Francois Trauffat said that if you didn't like Nicholas Ray films then you should stop going to the cinema. Luckily for Francois he lived in France, where, as far as I know, half decent films actually get shown. In Odeon infested Britain if you enjoy Nicholas Ray films I wouldn’t bother going anywhere near a cinema. You’ll probably get a face full of High School Musical 3. Thank fuck then that everyone bought massive widescreen TV’s before the credit crunch hit. I mean, I love the ‘atmosphere’ of the cinema and all, but today I watched this in my pants whilst eating scrambled eggs and bacon. Which, let me assure you, is the good life.

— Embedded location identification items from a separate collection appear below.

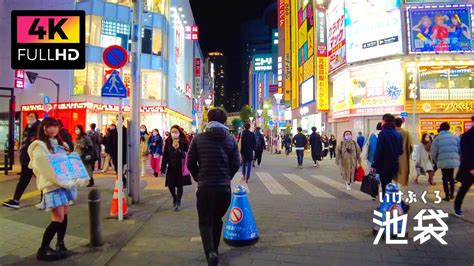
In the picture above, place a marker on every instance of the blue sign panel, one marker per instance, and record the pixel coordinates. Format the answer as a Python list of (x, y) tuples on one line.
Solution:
[(114, 87)]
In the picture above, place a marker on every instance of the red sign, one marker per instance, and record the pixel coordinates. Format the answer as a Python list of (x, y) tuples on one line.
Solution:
[(198, 67), (236, 215)]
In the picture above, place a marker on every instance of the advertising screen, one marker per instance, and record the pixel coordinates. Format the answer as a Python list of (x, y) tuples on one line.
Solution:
[(440, 29), (307, 91), (373, 29), (336, 35)]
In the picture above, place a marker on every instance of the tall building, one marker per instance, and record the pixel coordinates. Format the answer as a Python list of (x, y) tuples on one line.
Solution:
[(166, 64), (220, 78)]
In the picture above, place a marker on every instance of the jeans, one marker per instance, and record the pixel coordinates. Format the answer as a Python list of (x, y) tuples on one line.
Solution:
[(466, 185), (448, 182), (299, 156), (246, 168), (258, 156), (212, 204)]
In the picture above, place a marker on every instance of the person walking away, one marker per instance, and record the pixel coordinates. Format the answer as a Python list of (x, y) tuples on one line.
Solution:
[(213, 160), (95, 138), (85, 149), (404, 167), (247, 139), (56, 198), (423, 160), (29, 135), (300, 141), (155, 145), (387, 153), (360, 140), (332, 147), (316, 146), (465, 174), (445, 153), (348, 158), (144, 152), (174, 164), (368, 152), (259, 146)]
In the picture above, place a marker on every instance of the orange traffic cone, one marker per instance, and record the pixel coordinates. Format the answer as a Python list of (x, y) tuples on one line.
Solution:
[(114, 206)]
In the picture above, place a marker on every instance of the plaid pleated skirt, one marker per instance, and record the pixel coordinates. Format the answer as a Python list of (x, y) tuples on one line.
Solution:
[(58, 197)]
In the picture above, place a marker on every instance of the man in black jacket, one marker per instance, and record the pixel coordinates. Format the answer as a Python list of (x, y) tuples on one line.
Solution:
[(213, 160), (316, 146), (29, 135), (300, 141), (466, 169)]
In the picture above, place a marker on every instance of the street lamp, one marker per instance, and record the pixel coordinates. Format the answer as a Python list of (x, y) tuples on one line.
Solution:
[(278, 97), (32, 76)]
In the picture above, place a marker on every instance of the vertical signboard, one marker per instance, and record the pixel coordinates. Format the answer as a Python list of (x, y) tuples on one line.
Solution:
[(336, 35), (322, 61)]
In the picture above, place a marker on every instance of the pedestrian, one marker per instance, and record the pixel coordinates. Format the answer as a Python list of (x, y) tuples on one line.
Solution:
[(388, 151), (28, 136), (332, 147), (368, 152), (348, 158), (465, 174), (56, 198), (174, 164), (360, 140), (404, 165), (144, 152), (259, 146), (423, 160), (85, 149), (316, 146), (64, 134), (445, 153), (247, 147), (155, 146), (213, 160), (95, 138), (300, 141)]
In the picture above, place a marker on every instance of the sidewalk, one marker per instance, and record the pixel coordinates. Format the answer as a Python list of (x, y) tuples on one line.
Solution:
[(21, 230)]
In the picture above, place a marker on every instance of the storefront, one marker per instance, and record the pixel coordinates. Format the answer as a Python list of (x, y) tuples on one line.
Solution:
[(363, 94)]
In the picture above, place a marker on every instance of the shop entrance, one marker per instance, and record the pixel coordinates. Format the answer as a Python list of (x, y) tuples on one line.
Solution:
[(7, 124)]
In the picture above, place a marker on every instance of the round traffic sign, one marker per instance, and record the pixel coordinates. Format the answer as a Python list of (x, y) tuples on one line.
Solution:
[(236, 215), (115, 56)]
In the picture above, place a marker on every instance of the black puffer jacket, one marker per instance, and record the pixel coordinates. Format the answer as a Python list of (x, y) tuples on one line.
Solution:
[(213, 157)]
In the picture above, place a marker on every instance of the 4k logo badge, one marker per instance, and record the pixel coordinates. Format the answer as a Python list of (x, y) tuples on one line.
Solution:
[(48, 39)]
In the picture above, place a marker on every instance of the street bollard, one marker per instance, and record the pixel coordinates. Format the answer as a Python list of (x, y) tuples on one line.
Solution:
[(94, 219)]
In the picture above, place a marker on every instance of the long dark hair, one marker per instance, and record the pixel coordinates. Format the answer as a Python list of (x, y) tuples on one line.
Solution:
[(47, 123)]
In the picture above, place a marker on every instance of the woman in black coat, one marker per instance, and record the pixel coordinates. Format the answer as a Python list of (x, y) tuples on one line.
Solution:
[(173, 164)]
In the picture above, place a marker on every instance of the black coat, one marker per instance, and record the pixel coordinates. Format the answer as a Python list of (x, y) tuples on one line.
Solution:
[(247, 145), (213, 157), (172, 164), (467, 156), (316, 145)]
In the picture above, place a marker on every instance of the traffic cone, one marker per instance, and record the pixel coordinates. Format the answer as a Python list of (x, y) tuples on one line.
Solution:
[(114, 205), (241, 229)]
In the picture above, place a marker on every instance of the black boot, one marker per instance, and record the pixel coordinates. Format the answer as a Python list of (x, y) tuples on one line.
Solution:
[(47, 254)]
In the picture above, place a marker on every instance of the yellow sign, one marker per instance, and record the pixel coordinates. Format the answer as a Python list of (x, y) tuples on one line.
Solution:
[(323, 84)]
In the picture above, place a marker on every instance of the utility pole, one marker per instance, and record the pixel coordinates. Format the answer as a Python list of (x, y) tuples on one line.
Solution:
[(135, 95)]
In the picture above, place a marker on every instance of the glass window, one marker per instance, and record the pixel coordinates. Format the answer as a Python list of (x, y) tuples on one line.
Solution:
[(146, 41), (157, 42), (93, 30)]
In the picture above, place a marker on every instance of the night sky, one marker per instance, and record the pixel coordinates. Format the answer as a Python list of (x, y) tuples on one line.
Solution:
[(219, 24)]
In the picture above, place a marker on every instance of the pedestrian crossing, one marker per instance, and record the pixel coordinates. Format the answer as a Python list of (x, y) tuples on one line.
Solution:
[(316, 186)]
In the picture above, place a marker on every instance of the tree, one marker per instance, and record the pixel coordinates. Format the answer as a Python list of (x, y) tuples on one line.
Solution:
[(246, 112), (237, 123)]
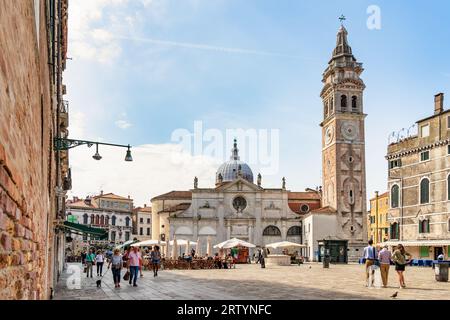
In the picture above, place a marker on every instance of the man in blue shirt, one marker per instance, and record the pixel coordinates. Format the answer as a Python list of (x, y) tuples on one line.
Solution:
[(370, 255)]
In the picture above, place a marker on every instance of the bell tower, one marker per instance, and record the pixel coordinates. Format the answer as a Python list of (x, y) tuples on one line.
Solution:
[(343, 144)]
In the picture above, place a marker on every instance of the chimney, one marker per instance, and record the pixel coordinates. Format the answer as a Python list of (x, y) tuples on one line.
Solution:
[(438, 103)]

Johnny Guitar is what a proper film critic might call an alt-Western, which is basically a western with less Clinteasterone. It features Joan Crawford as independent business woman and salon owner Vienna, who shares her profits with her employees and has, like, equality in her relationships with men. She’s basically a massive Communist and a Feminist to boot. All this bra burning ( she accidentally burns a flowing white ball gown and is forced to change into cowboy get up at one point) and socialism really gets on the tiny tits of puritanical super-bitch Emma (Mercedes McCambridge). Tension builds, mainly because Emma persuades a bunch of feckless men that lynching someone would be a good laugh, until we have the archetypal western shoot-out at the end. In between we get bank hold-ups, horse chases, sharp dialogue and bucket loads of sexual politics. It’s a pretty awesome, especially if you need to do an essay on ‘Feminism in Hollywood’ or some shit.